Gelmek isteyen öğrencinin çok olduğu Ruhban Okulu ise kapalı. Din eğitimi yurt dışında görülüyor. Geri dönüşler az.
Kütüphane, labaratuar, kilise, yatakhane, bahçe, yemekhane hazır. Turu tamamlayıp toplantı odasında Lambriniadis'i dinliyoruz.
“İbadet özgürlüğü elimizden alınıyor”
Lambriniadis, Ruhban Okulu’nun 1844 yılında Heybeliada Argia Triada Manastırı içinde kurularak 1971’de kapatıldığını, Manastır’ın tarihinin Okul’dan bin yıl öncesine uzadığını söyledi.
Ruhban Okulu’nun hak olduğunun altını çizerek buranın kapalı kalmasıyla ilgili şöyle konuştu:
“Dini özgürlük sadece ibadet değil, ibadet edebilmek için papazlara ihtiyaç var. Papazların yetiştirileceği yerin olmaması demek, ibadet özgürlüğünün bile elimizden alınması demektir.”
Lambriniadis din insanlarının olmamasının o dine mensup insanların dini öğrenme ve ibadet haklarının da ellerinden alınması anlamına geldiğini ekledi.
Lambriniadis, Cumhurbaşkanı Erdoğan’ın Ruhban Okulu’nun açılması için Başbakan iken hukuki engel olmadığı açıklamasını ve kullandığı “mütekabiliyet” kavramına değindi.
Adalet ve Kalkınma Partisi hükümeti dönemine dek kendilerinin muhatap görülmediğini de ekleyen Lambriniadis mütakabiliyetin “kendi vatandaşlarına haklarını vermemek” anlamına geldiğini söyledi.
Okulun açılması için hukuki engel olmadığını vurguladı.
“Açılış gününe hazırız”
Ruhban Okulu’nun açılması için 40 yıl şikayet edip, haklarını istediklerini belirten Lambriniadis artık yeni bir tavır uygulamaya başladıklarını anlattı:
“40 yıl şikayet etmekten yorulduk. Daha fazla kaybedecek vaktimiz yok. Burayı faal bir mekana dönüştürmeye karar verdik.”

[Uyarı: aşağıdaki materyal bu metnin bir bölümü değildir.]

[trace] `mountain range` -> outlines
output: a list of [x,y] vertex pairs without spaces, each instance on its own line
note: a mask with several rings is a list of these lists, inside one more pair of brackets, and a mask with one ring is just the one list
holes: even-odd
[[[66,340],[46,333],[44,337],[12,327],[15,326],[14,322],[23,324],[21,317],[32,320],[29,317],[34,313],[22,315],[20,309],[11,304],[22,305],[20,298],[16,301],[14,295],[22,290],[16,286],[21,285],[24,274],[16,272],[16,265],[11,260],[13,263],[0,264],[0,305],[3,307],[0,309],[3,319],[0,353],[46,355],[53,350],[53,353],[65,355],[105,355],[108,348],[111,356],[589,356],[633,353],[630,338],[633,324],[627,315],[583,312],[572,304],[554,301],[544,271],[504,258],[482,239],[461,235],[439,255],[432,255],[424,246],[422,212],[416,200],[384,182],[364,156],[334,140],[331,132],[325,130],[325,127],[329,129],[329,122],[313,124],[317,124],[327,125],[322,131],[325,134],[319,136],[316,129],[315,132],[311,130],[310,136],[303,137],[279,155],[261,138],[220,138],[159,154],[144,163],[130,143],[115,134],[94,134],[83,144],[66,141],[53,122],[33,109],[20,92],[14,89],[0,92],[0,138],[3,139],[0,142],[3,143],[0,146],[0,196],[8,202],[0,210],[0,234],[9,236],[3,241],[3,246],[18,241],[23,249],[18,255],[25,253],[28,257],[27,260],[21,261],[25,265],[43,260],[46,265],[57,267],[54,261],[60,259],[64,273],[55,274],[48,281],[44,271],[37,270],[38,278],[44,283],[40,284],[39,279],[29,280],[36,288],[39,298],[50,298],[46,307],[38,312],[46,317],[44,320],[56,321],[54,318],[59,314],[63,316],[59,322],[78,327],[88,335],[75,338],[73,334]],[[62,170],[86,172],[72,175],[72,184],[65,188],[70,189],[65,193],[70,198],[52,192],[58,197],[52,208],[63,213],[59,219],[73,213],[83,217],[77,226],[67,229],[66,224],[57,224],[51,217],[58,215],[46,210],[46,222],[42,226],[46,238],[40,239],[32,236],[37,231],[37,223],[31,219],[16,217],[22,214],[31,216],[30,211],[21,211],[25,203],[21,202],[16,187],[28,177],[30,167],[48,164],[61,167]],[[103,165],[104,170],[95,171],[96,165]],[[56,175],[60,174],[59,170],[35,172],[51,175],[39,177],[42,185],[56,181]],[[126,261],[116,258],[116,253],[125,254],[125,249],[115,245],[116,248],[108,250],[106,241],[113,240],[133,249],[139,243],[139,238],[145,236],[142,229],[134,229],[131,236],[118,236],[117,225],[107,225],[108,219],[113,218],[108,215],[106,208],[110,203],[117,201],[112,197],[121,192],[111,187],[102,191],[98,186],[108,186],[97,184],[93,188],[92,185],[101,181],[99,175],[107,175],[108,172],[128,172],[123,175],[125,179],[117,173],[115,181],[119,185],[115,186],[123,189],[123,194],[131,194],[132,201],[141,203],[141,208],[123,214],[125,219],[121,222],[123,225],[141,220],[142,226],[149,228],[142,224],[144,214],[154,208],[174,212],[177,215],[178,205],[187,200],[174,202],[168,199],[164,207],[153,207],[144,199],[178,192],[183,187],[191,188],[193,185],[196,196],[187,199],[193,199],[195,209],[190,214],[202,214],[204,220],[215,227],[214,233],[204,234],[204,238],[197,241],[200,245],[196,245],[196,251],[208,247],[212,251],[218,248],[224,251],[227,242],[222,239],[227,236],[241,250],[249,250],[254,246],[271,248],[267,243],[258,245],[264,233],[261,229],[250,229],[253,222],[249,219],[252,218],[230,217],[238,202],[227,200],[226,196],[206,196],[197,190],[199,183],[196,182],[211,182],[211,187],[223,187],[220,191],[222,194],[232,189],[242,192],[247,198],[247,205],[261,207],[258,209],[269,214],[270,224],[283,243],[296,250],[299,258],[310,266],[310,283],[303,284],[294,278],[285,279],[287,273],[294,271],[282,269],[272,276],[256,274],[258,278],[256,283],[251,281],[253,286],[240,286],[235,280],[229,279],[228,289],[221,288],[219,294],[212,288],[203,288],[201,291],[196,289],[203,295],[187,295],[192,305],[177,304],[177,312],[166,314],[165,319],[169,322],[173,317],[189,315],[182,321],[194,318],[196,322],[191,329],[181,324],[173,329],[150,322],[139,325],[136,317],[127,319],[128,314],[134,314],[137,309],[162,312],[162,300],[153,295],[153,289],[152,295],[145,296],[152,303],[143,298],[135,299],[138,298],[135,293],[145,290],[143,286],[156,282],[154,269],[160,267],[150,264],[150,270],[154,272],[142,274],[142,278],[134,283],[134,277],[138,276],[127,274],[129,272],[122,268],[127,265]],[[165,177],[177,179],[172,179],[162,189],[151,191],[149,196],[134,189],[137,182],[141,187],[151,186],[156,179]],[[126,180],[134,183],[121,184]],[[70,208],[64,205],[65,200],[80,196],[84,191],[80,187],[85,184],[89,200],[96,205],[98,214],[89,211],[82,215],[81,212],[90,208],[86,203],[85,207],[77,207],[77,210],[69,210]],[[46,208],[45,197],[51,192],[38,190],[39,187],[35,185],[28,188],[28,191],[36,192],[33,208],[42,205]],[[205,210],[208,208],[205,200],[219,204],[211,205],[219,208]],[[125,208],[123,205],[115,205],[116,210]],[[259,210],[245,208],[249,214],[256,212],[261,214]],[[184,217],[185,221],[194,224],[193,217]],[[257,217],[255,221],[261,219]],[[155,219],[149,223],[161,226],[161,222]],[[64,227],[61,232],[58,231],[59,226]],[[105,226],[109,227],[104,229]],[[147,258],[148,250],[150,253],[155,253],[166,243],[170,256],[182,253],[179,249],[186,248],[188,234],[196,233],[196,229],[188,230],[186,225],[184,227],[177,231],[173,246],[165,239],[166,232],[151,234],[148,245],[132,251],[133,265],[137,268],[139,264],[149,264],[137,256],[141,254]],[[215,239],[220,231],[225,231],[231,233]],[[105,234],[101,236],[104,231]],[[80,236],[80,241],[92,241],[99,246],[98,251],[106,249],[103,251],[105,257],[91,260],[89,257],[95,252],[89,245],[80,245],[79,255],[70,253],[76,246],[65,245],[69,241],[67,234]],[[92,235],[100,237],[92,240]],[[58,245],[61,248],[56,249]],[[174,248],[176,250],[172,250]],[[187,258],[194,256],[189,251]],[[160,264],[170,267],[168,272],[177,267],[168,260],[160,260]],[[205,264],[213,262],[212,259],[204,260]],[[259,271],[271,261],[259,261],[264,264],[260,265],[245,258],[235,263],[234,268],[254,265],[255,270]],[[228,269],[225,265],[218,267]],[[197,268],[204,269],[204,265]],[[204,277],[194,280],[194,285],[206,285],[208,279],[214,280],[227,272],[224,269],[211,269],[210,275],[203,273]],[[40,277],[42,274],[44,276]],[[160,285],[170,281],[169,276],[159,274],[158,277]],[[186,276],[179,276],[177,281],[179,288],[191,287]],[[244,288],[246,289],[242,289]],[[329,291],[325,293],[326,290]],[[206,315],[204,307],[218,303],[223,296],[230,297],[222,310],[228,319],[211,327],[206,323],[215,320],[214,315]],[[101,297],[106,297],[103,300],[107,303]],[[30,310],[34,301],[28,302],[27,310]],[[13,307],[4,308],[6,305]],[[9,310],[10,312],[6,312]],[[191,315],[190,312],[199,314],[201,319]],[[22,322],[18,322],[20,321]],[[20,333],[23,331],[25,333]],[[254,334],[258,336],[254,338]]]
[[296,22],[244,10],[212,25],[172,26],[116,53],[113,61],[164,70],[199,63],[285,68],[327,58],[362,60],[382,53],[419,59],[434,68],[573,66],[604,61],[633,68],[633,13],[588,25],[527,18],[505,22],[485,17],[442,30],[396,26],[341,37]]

“Oturup devletimizin burayı ne zaman açacağını beklemeyeceğiz. Burayı açtık, okul olarak açma yetkimiz yok ama diğer alternatifleri kullanıyoruz.”
“Kapıları açtık”
Lambriniadis burayı canlandırmak istediklerini belirtti.
“Manastır hiç kapanmadı ama hiç de rahibi olmadı. Şimdiye dek sadece bir başrahip vardı, şimdi dört rahip ve iki rahip adayı da var. Rahiplerle birlikte mekanı konfgre, konferans, kültürel etkinlikler gibi toplantılar için açtık.”
“Burası ortak bir zenginlik, herkesin bunu farketmesini istiyoruz.”
"İslamiyetin bu okula daha çok ihtiyacı var"
Lambriniadis Heybeliada Ruhban Okulu'nun farkının buradaki öğrencilerin kendilerinden farklı dindeki insanlardan korkmamayı öğrenmeleri olduğuna işaret etti.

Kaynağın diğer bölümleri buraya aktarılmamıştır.